Risale Haber-Haber Merkezi
Başbakan siyasi başdanışmanı ve Ankara Milletvekili Yalçın Akdoğan, nasihat isteyen gençlere Bediüzzaman Hazretlerinin uhuvvet ve muhabbete dair sözlerini hatırlattığını söyledi.
Star gazetesindeki “İnadına muhabbet ve uhuvvet” başlıklı yazısında Hafız-ı Şirazî’nin “Dünya öyle bir metâ değil ki nizâa değsin” dediğini hatırlatan Akdoğan, “Güç ve menfaat mücadeleleri, iktidar savaşları, makam-mevki kavgaları sadece kişisel düzeyde değil içtimai düzeyde de insanı asıl anlamından ve gayesinden uzaklaştırır. Sebepleri amaç haline getirmek dünyevi (ve boş) bir uğraştır” dedi.

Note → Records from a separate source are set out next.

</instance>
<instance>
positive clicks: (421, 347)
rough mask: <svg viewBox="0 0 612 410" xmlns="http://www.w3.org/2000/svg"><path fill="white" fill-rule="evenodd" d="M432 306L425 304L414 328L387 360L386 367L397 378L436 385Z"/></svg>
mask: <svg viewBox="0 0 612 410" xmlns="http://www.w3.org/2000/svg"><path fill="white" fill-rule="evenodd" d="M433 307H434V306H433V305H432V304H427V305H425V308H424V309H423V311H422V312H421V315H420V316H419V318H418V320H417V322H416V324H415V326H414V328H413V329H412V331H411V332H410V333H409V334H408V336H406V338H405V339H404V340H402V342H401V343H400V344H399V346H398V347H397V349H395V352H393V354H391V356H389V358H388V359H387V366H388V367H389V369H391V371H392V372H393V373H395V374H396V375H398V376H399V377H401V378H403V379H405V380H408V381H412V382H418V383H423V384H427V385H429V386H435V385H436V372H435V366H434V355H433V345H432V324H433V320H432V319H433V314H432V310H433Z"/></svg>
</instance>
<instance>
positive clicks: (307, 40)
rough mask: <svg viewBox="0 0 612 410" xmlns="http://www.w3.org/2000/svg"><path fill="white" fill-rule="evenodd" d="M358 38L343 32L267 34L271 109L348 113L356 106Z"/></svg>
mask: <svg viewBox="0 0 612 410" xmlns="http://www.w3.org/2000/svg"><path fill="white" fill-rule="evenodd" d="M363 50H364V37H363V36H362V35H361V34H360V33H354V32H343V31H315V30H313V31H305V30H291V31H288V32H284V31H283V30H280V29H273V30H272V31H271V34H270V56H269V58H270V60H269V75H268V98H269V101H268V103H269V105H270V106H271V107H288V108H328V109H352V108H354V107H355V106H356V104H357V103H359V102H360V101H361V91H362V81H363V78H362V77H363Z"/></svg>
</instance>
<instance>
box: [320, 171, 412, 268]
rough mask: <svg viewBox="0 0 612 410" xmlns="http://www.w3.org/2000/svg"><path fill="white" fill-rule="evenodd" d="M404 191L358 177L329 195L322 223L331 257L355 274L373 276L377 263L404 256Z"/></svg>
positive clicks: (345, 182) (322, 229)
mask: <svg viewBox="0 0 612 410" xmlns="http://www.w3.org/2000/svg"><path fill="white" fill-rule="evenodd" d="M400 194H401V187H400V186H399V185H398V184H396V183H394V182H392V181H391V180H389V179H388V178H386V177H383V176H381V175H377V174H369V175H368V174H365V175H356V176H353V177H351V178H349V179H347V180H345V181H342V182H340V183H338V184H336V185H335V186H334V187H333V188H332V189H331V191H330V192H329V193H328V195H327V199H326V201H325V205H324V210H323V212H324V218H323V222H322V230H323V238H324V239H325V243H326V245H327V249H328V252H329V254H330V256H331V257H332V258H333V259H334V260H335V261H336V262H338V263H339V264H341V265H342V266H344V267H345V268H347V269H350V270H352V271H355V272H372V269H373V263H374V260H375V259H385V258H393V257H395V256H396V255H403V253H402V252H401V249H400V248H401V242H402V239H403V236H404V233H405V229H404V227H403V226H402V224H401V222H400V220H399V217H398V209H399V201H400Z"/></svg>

Yanına gelen gençlere özellikle ‘uhuvvet’i ve ‘muhabbet’i tavsiye ettiğini belirten Akdoğan, bu konuda Risale-i Nur’dan çeşitli örnekler verdi:
“Bediüzzaman Hazretleri Sözler’de şöyle buyurur: “Ey nefisperest nefsim, ey dünyaperest arkadaşım! Muhabbet, şu kâinatın bir sebeb-i vücududur, hem şu kâinatın râbıtasıdır, hem şu kâinatın nurudur, hem hayatıdır. İnsan kâinatın en câmi’ bir meyvesi olduğu için, kâinatı istilâ edecek bir muhabbet, o meyvenin çekirdeği olan kalbine derc edilmiştir. İşte şöyle nihayetsiz bir muhabbete lâyık olacak, nihayetsiz bir kemâl sahibi olabilir.” Kainatın hem varlık sebebi, hem rabıtası, hem hayatı olarak gösterilen muhabbet ilahi olandan beşeri olana doğru yayılır. Onun hatırı için çok kişiler sevilir, onun muhabbeti için çok nazlar çekilir.
“Uhuvvet risalesinde geçen şu cümle çok manidardır: “Mü’minlerde nifak ve şikak, kin ve adâvete sebebiyet veren tarafgirlik ve inat ve haset, hakikatçe ve hikmetçe ve insaniyet-i kübrâ olan İslâmiyetçe ve hayat-ı şahsiyece ve hayat-ı içtimaiyece ve hayat-ı mâneviyece çirkin ve merduttur, muzır ve zulümdür ve hayat-ı beşeriye için zehirdir.”
Kainatı ihata edecek bir muhabbete sahip olan insanın bunu mü’min kardeşine karşı esirgemesi büyük bir haksızlık olur. Üstad’ın dediği gibi, “Mü’min, kardeşini sever ve sevmeli. Fakat fenalığı için yalnız acır. Tahakkümle değil, belki lütufla ıslahına çalışır.”
Niyet ne olursa olsun dünyevi menfaat ve güç mücadeleleri için çekişme ve çatışma yaşamak yapılan işi dünyevileştirir ve dünyevileştirdikçe anlamsız hale getirir. “Tevhid-i imanî, elbette tevhid-i kulûbu ister. Ve vahdet-i itikad dahi, vahdet-i içtimaiyeyi iktiza eder.”
Fenalığa fenalıkla mukabele etmenin husumeti arttırdığını, kin ve nefreti derinleştirdiğine dikkat çeken Akdoğan, nasihat isteyen gençlere Bediüzzaman Hazretlerinin sözlerini hatırlattı:
“Ey ehl-i iman! Zillet içinde esaret altına girmemek isterseniz, aklınızı başınıza alınız. İhtilâfınızdan istifade eden zalimlere karşı ‘Mü’minler ancak kardeştirler’ kale-i kudsiyesi içine giriniz, tahassun ediniz. Yoksa, ne hayatınızı muhafaza ve ne de hukukunuzu müdafaa edebilirsiniz.”